Opinião

Uma nuvem de poeira no caminho da servidão

A umidade relativa do ar estava próxima de 10%. Clima de deserto em pleno cerrado brasileiro. No início da tarde, uma nuvem de poeira vermelha ocre toldava a visão dos militares em adestramento no Campo de Instrução de Formosa, um município de Goiás.

Sob condições ainda desconhecidas, um helicóptero Super Cougar, em voo para adestrar tropas no desembarque em áreas de difícil acesso, perde sustentação, cai rapidamente, chocando-se violentamente contra o chão de terra batida para, em seguida, ser consumido pelas chamas.

Do lastimável acidente resultou duas mortes e doze feridos, além da destruição total de uma aeronave de asa rotativa da Marinha do Brasil.

Autoridades civis e militares, em seguida ao acidente, expressaram condolências e irrestrito apoio às famílias dos falecidos no cumprimento da missão de defender o nosso país, assegurando nossa soberania.

A atividade militar está intrinsicamente ligada ao risco. Ao incorporar às Forças Armadas, o militar o reconhece em juramento solene.

Como uma homenagem aos fuzileiros navais que honraram a farda que os vestiu ao longo dos anos, a missão continuou.

Cidadãos, estejam uniformizados ou não, precisam reconhecer os sacrifícios aos quais os homens e mulheres do mar, da terra e do ar são submetidos ao se dedicarem como sacerdócio a defender a sociedade brasileira.

Um sacerdócio que impõe do profissional, na vida particular, e à sua família, constantes mudanças de sede, a privação do cônjuge de um trabalho estável e aos filhos, uma educação planejada.

Um sacerdócio que exige do profissional, na vida castrense, uma rigorosa preparação psicológica, uma
elevada condição física, habilidade técnica aprimorada e uma prontidão temporal incontornável.

Um ano de pesquisas na base Comandante Ferraz no continente Antártico, em ambiente congelante. Um ano de missão nas selvas do Congo para cooperar pela paz, convivendo com doenças tropicais fatais. Um ano de missões aéreas humanitárias na selva Amazônica para levar apoio aos pelotões de fronteira, pousando em pistas instáveis e perigosas.

Esses são alguns exemplos de tarefas assumidas por marinheiros, soldados e aviadores em cumprimento da missão constitucional de defender a Pátria, além de garantir os poderes constitucionais, a lei e a ordem.

Tarefas de marinheiros, como os sargentos Luís Fernando Tavares Augusto e Renan Guedes Moura, vítimas do acidente dessa terça-feira (08 de agosto de 2023), em Formosa, quando se adestravam para o combate.

De soldados como sargento Michel Augusto Mikami, morto em confronto no Complexo da Maré quando levava a paz social àquela comunidade tomada pelo tráfico e pelas milícias.

De aviadores como o capitão Mauro Fernandes Naumann, que perdeu a vida pilotando um caça da Força Aérea, após arriscada manobra de recuperação da aeronave.

De 18 militares, coronéis, majores, tenentes, sargentos, soldados - soldados da paz - vítimas do devastador terremoto no Haiti, em 12 janeiro de 2010.

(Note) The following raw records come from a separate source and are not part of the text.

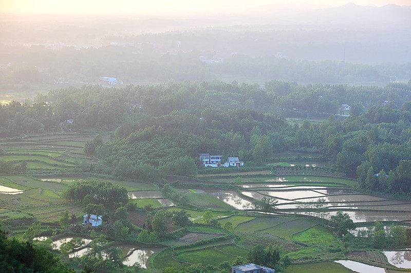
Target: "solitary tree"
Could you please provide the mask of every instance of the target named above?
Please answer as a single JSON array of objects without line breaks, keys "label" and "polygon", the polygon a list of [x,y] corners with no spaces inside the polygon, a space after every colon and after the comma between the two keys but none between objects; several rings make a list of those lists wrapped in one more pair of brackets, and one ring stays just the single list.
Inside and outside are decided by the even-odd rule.
[{"label": "solitary tree", "polygon": [[334,228],[339,237],[343,237],[348,233],[348,230],[356,228],[348,214],[343,214],[341,211],[337,212],[335,216],[332,215],[330,220],[331,222],[331,226]]}]

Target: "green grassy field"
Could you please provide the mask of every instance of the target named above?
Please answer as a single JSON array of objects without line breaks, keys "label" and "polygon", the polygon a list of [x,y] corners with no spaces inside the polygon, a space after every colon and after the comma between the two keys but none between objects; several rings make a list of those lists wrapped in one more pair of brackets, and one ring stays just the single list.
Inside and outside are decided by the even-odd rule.
[{"label": "green grassy field", "polygon": [[29,187],[17,184],[13,180],[4,177],[0,177],[0,185],[17,190],[27,190]]},{"label": "green grassy field", "polygon": [[40,155],[6,155],[0,157],[0,160],[6,162],[17,160],[39,160],[46,163],[58,165],[62,166],[74,166],[72,164],[58,161],[46,156],[41,156]]},{"label": "green grassy field", "polygon": [[153,207],[163,206],[161,203],[156,198],[143,198],[140,199],[130,199],[131,202],[134,203],[138,207],[143,207],[144,206],[151,205]]},{"label": "green grassy field", "polygon": [[227,222],[231,222],[233,224],[233,228],[235,228],[237,226],[245,222],[250,221],[255,219],[255,217],[252,217],[250,216],[230,216],[227,218],[224,218],[218,220],[218,222],[221,224],[222,226],[224,226],[226,223]]},{"label": "green grassy field", "polygon": [[339,244],[338,240],[328,229],[317,225],[291,237],[292,240],[308,245],[333,246]]},{"label": "green grassy field", "polygon": [[216,247],[217,250],[228,253],[235,256],[246,257],[250,251],[249,249],[241,248],[235,245],[223,245]]},{"label": "green grassy field", "polygon": [[316,223],[312,221],[304,219],[297,219],[293,221],[285,222],[259,232],[268,233],[274,236],[291,240],[291,236],[294,233],[304,230],[316,224]]},{"label": "green grassy field", "polygon": [[284,222],[292,221],[293,217],[259,217],[246,223],[239,224],[236,232],[252,233],[258,230],[266,229]]},{"label": "green grassy field", "polygon": [[84,146],[85,142],[84,141],[76,141],[74,140],[59,140],[48,141],[48,144],[59,145],[60,146],[66,146],[68,147],[76,147],[82,148]]},{"label": "green grassy field", "polygon": [[231,262],[234,259],[235,259],[234,255],[218,251],[214,248],[184,252],[176,257],[176,260],[182,263],[189,262],[192,264],[199,263],[214,266],[218,266],[226,261]]}]

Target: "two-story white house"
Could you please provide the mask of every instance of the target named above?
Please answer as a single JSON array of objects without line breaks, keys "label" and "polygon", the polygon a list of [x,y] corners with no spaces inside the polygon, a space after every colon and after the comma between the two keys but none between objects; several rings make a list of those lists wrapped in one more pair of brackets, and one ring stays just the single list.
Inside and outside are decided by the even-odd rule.
[{"label": "two-story white house", "polygon": [[220,155],[200,154],[200,159],[202,160],[202,165],[204,167],[219,167],[221,165],[221,156]]},{"label": "two-story white house", "polygon": [[231,267],[231,273],[275,273],[270,267],[261,266],[253,263],[234,265]]},{"label": "two-story white house", "polygon": [[204,167],[238,167],[244,165],[244,162],[240,161],[238,157],[229,157],[228,160],[221,163],[221,155],[211,155],[210,154],[200,154],[200,159],[202,161]]}]

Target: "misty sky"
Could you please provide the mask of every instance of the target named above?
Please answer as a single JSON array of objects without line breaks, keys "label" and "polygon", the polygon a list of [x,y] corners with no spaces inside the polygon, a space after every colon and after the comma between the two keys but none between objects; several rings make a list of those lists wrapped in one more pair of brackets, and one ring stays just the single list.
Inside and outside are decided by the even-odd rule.
[{"label": "misty sky", "polygon": [[[274,6],[318,8],[348,3],[411,6],[411,0],[0,0],[0,13],[178,15],[238,13]],[[292,4],[291,4],[292,3]]]}]

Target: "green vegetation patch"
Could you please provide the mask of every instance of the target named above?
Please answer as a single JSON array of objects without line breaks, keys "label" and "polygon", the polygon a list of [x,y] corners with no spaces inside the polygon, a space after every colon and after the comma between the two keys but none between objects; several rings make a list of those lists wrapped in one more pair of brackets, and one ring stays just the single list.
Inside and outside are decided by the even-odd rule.
[{"label": "green vegetation patch", "polygon": [[240,224],[235,229],[237,232],[252,233],[266,229],[296,218],[287,217],[258,217],[253,220]]},{"label": "green vegetation patch", "polygon": [[277,162],[277,163],[274,163],[271,164],[270,165],[274,165],[274,166],[282,166],[283,167],[289,167],[290,166],[290,163],[288,163],[288,162]]},{"label": "green vegetation patch", "polygon": [[71,164],[58,161],[46,156],[40,155],[6,155],[1,157],[1,160],[8,162],[14,161],[24,161],[24,160],[39,160],[48,164],[53,164],[62,166],[74,166]]},{"label": "green vegetation patch", "polygon": [[252,220],[255,219],[255,217],[251,217],[250,216],[230,216],[227,218],[222,219],[218,220],[218,222],[221,224],[222,226],[224,226],[226,223],[231,222],[233,224],[233,228],[235,228],[239,224],[248,221]]},{"label": "green vegetation patch", "polygon": [[354,272],[343,265],[332,262],[292,265],[286,268],[284,273],[352,273]]},{"label": "green vegetation patch", "polygon": [[156,198],[143,198],[139,199],[129,199],[130,202],[136,204],[139,207],[143,207],[151,205],[153,207],[162,207],[163,205]]},{"label": "green vegetation patch", "polygon": [[291,236],[294,233],[302,232],[316,224],[314,222],[309,220],[297,219],[294,221],[283,223],[275,226],[262,230],[260,232],[291,240]]},{"label": "green vegetation patch", "polygon": [[180,253],[176,257],[176,260],[182,263],[201,263],[214,266],[217,266],[226,261],[231,263],[235,258],[235,255],[218,251],[214,248],[188,251]]},{"label": "green vegetation patch", "polygon": [[223,245],[221,246],[217,246],[216,247],[217,250],[228,253],[234,256],[241,256],[246,257],[250,251],[249,249],[245,248],[241,248],[235,245]]},{"label": "green vegetation patch", "polygon": [[27,169],[29,170],[41,170],[41,169],[48,169],[48,170],[56,170],[60,169],[61,167],[57,167],[55,166],[51,166],[45,163],[42,162],[27,162]]},{"label": "green vegetation patch", "polygon": [[3,177],[0,177],[0,185],[17,190],[26,190],[28,187],[23,185],[17,184],[11,179]]},{"label": "green vegetation patch", "polygon": [[[358,185],[357,181],[337,178],[336,177],[324,177],[322,176],[289,176],[285,177],[286,181],[292,182],[325,182],[329,183],[341,183],[349,186],[356,186]],[[316,183],[315,184],[317,184]]]},{"label": "green vegetation patch", "polygon": [[335,245],[338,240],[323,226],[317,225],[292,236],[294,241],[309,245]]},{"label": "green vegetation patch", "polygon": [[187,195],[189,203],[196,206],[210,208],[231,208],[233,207],[208,194]]},{"label": "green vegetation patch", "polygon": [[67,146],[69,147],[79,147],[84,146],[85,142],[84,141],[76,141],[73,140],[58,141],[48,141],[48,143],[52,143],[55,145],[61,145],[62,146]]},{"label": "green vegetation patch", "polygon": [[170,249],[162,251],[153,257],[153,265],[158,269],[173,266],[180,268],[180,263],[173,258],[173,250]]}]

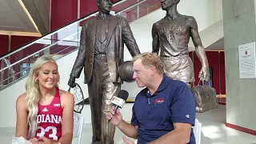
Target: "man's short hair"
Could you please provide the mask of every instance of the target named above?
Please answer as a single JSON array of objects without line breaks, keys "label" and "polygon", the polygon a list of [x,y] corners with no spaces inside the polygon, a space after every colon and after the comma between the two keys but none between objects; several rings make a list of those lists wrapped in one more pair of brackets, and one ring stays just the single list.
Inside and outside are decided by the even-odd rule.
[{"label": "man's short hair", "polygon": [[138,59],[141,59],[142,65],[145,66],[154,66],[158,74],[164,73],[163,65],[158,54],[146,52],[138,54],[133,58],[132,62],[134,63]]}]

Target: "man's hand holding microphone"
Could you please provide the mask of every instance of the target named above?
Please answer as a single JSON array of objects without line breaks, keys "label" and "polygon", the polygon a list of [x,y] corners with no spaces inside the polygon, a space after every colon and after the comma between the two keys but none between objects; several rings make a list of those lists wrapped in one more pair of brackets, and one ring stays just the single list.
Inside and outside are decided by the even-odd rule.
[{"label": "man's hand holding microphone", "polygon": [[[120,113],[120,109],[124,105],[128,96],[129,96],[129,94],[126,90],[121,90],[117,97],[116,96],[113,97],[111,100],[111,103],[113,104],[113,106],[110,112],[106,114],[106,118],[109,120],[109,122],[111,124],[118,126],[121,130],[121,131],[124,133],[126,135],[129,137],[133,137],[133,135],[135,135],[135,137],[137,137],[137,129],[132,125],[126,123],[122,119],[122,114]],[[135,131],[130,130],[130,126],[132,126],[131,128],[135,128]],[[125,136],[123,137],[123,140],[126,144],[134,143],[134,142],[127,139]]]},{"label": "man's hand holding microphone", "polygon": [[106,114],[106,118],[110,123],[116,126],[118,126],[123,121],[119,108],[122,107],[128,96],[129,94],[126,90],[121,90],[118,96],[114,96],[111,100],[113,106],[110,112]]}]

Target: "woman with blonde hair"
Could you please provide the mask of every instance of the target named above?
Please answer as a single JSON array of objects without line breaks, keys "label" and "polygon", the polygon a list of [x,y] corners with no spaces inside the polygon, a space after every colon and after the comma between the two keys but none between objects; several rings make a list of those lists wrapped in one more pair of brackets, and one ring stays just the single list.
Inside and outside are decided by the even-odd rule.
[{"label": "woman with blonde hair", "polygon": [[38,58],[30,69],[26,93],[16,102],[16,137],[34,143],[70,144],[74,95],[59,90],[58,65],[50,56]]}]

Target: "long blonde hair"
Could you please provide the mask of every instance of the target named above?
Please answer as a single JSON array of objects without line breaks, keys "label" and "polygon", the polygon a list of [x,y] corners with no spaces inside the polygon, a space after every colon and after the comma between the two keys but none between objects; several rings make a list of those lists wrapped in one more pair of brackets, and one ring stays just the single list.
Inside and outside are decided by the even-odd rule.
[{"label": "long blonde hair", "polygon": [[28,79],[26,82],[26,102],[28,109],[27,122],[29,126],[29,138],[34,138],[38,129],[37,115],[38,113],[39,86],[36,82],[36,77],[38,74],[41,66],[46,62],[53,62],[57,67],[58,65],[54,58],[50,55],[45,55],[38,58],[33,64]]}]

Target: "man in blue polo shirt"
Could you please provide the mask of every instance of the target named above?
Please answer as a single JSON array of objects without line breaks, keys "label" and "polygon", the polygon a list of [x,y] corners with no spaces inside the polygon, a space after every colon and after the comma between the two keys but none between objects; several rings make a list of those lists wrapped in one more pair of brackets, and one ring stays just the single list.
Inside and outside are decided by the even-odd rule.
[{"label": "man in blue polo shirt", "polygon": [[130,124],[122,120],[119,110],[114,114],[114,108],[107,114],[110,122],[138,138],[138,144],[195,144],[195,102],[187,85],[166,76],[156,54],[143,53],[133,62],[133,78],[138,87],[146,88],[136,97]]}]

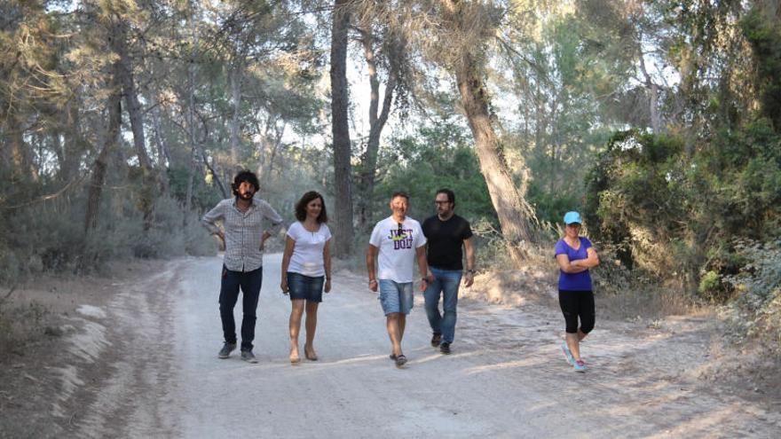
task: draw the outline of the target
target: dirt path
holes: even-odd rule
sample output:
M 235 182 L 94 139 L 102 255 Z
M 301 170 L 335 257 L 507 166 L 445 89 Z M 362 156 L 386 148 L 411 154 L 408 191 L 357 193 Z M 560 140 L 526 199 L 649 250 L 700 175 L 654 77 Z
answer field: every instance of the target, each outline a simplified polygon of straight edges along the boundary
M 561 317 L 463 300 L 454 354 L 429 345 L 418 297 L 407 367 L 388 359 L 376 296 L 342 274 L 320 308 L 317 362 L 288 362 L 289 301 L 280 255 L 265 259 L 249 365 L 217 358 L 221 262 L 170 263 L 81 309 L 66 344 L 55 413 L 88 437 L 777 437 L 778 405 L 706 379 L 708 325 L 667 319 L 638 330 L 598 322 L 576 374 L 559 350 Z M 241 303 L 241 302 L 240 302 Z M 241 319 L 241 305 L 237 318 Z M 303 338 L 302 338 L 303 340 Z M 73 401 L 82 410 L 63 410 Z

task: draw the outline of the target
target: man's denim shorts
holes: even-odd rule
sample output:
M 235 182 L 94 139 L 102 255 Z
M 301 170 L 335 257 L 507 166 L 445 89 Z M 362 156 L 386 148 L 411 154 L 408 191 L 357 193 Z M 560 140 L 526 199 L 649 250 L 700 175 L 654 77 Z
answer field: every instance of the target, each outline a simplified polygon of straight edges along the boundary
M 391 312 L 409 314 L 414 302 L 412 282 L 380 279 L 380 303 L 386 316 Z
M 290 300 L 304 299 L 309 302 L 323 302 L 323 281 L 325 276 L 312 278 L 301 273 L 288 271 L 288 290 Z

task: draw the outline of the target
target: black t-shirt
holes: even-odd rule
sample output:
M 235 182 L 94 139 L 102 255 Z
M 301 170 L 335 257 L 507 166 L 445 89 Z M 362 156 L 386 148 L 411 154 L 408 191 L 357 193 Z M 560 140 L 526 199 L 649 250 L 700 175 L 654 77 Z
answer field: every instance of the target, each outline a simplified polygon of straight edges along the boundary
M 457 215 L 447 221 L 434 216 L 423 221 L 426 236 L 426 260 L 429 265 L 441 270 L 463 270 L 463 240 L 472 237 L 469 222 Z

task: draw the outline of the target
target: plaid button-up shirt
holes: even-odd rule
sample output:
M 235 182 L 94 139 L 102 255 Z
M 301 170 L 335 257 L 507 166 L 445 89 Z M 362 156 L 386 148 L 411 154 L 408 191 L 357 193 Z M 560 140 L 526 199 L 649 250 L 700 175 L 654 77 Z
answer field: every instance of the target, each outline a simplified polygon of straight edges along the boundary
M 252 271 L 263 266 L 263 249 L 260 242 L 263 232 L 275 234 L 282 224 L 282 217 L 260 199 L 253 199 L 246 212 L 236 207 L 236 199 L 223 200 L 201 220 L 212 233 L 219 231 L 217 221 L 222 221 L 225 235 L 225 268 L 232 271 Z M 265 221 L 272 226 L 264 227 Z

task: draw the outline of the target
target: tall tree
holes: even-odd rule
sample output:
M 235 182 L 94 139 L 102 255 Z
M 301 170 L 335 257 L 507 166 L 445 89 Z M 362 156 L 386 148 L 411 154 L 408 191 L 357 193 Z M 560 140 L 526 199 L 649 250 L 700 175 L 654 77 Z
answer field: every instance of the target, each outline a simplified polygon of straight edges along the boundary
M 352 251 L 351 147 L 350 143 L 347 84 L 347 41 L 350 0 L 335 0 L 331 27 L 331 133 L 334 143 L 334 198 L 335 203 L 335 254 L 346 257 Z
M 501 11 L 491 3 L 441 0 L 441 14 L 445 28 L 452 34 L 440 35 L 439 42 L 446 44 L 443 52 L 450 55 L 440 59 L 455 76 L 463 112 L 475 139 L 480 170 L 485 177 L 502 236 L 517 263 L 525 257 L 525 245 L 532 239 L 531 223 L 536 217 L 525 194 L 513 182 L 503 145 L 493 128 L 495 118 L 489 111 L 485 54 Z

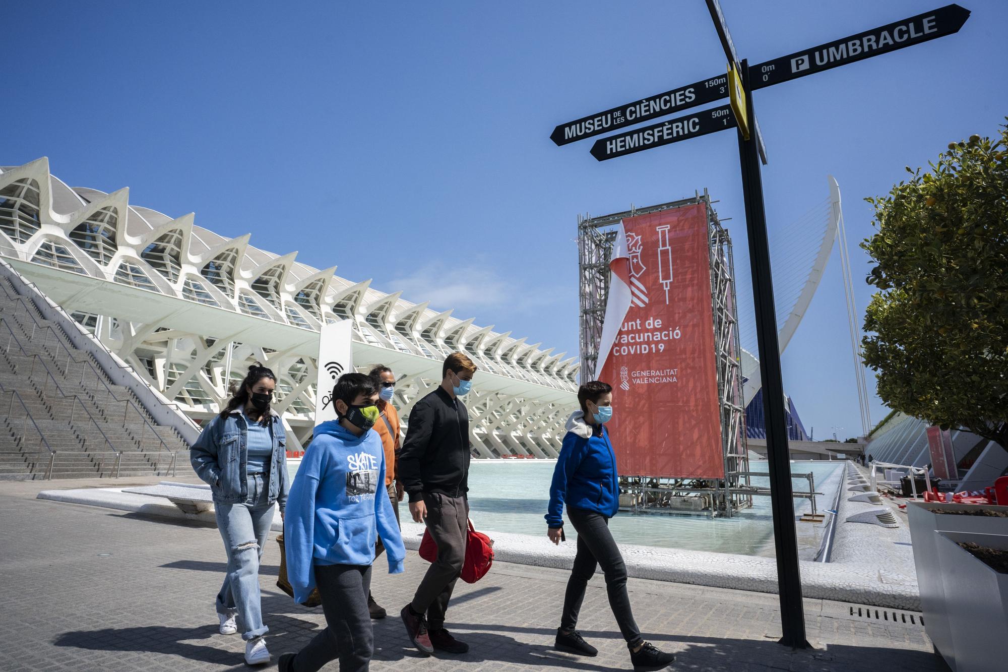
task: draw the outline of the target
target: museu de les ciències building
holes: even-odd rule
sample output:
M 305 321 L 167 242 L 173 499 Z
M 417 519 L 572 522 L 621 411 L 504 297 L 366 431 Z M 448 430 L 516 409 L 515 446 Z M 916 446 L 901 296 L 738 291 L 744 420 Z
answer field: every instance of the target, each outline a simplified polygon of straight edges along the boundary
M 445 356 L 462 350 L 480 367 L 466 399 L 474 454 L 558 453 L 578 404 L 576 357 L 194 219 L 131 205 L 127 189 L 70 188 L 46 158 L 0 167 L 0 256 L 194 419 L 213 416 L 229 382 L 259 360 L 277 375 L 274 408 L 292 430 L 288 447 L 299 448 L 313 425 L 319 330 L 353 320 L 355 364 L 403 376 L 395 403 L 404 418 L 440 382 Z

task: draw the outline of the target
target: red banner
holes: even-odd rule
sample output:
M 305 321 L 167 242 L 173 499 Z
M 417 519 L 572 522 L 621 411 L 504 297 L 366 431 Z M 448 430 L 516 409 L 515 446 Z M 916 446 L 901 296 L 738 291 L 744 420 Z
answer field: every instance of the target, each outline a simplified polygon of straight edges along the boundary
M 931 454 L 931 469 L 942 480 L 956 480 L 956 453 L 952 448 L 952 433 L 940 427 L 927 428 L 927 449 Z
M 619 471 L 724 478 L 707 208 L 624 219 L 623 230 L 609 301 L 629 290 L 629 308 L 599 375 L 613 386 Z

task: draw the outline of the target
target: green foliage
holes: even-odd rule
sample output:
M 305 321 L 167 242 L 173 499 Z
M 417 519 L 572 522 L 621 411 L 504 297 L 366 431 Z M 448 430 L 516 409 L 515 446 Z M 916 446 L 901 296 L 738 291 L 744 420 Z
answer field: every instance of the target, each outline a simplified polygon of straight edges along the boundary
M 865 363 L 891 409 L 1008 449 L 1008 126 L 953 142 L 875 207 Z
M 879 429 L 881 429 L 881 427 L 885 425 L 887 422 L 892 420 L 892 417 L 897 413 L 899 413 L 899 411 L 890 411 L 889 414 L 885 418 L 883 418 L 878 425 L 872 428 L 872 431 L 868 433 L 868 436 L 871 437 L 873 434 L 875 434 L 875 432 L 878 432 Z

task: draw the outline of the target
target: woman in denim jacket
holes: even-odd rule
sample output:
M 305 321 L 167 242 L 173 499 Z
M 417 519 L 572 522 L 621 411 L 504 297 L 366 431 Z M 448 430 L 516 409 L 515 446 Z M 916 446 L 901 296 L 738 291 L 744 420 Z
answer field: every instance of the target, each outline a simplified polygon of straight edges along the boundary
M 197 475 L 214 493 L 217 527 L 228 554 L 228 569 L 217 593 L 221 634 L 238 632 L 236 613 L 245 632 L 245 662 L 269 662 L 259 602 L 259 561 L 278 503 L 287 503 L 286 435 L 280 417 L 270 408 L 276 376 L 256 362 L 240 386 L 232 386 L 227 407 L 204 428 L 190 450 Z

De tantos outros, em tantos locais e tantos momentos.

Perdas humanas em ações a serviço do país e da paz são irreparáveis. São famílias destroçadas e Forças enlutadas. Nossas reverências são eternas aos que partiram no cumprimento da missão. 

Suas lápides servem de estímulo a continuar na marcha. Suas almas fortalecem a resiliência. Suas lembranças, a servidão.

Em um país em que a sensação de perigo pela perda de valores, tradições e riquezas não se alinha com o cotidiano do cidadão, cuja principal luta é pela sobrevivência de sua família, o tratamento dado aos aspectos anímicos da profissão militar precisa ser reavaliado.

Que o acidente no Campo de Instrução de Formosa não seja apenas um lamento sem ação, mas sim uma oportunidade para que a sociedade em geral e as autoridades em particular valorizem ainda mais o papel dos militares na defesa de nosso país. 

Caros leitores, somos parte de um todo. A vitória dos filhos fardados da nossa sociedade, também é nossa. O luto por suas perdas, também é nosso.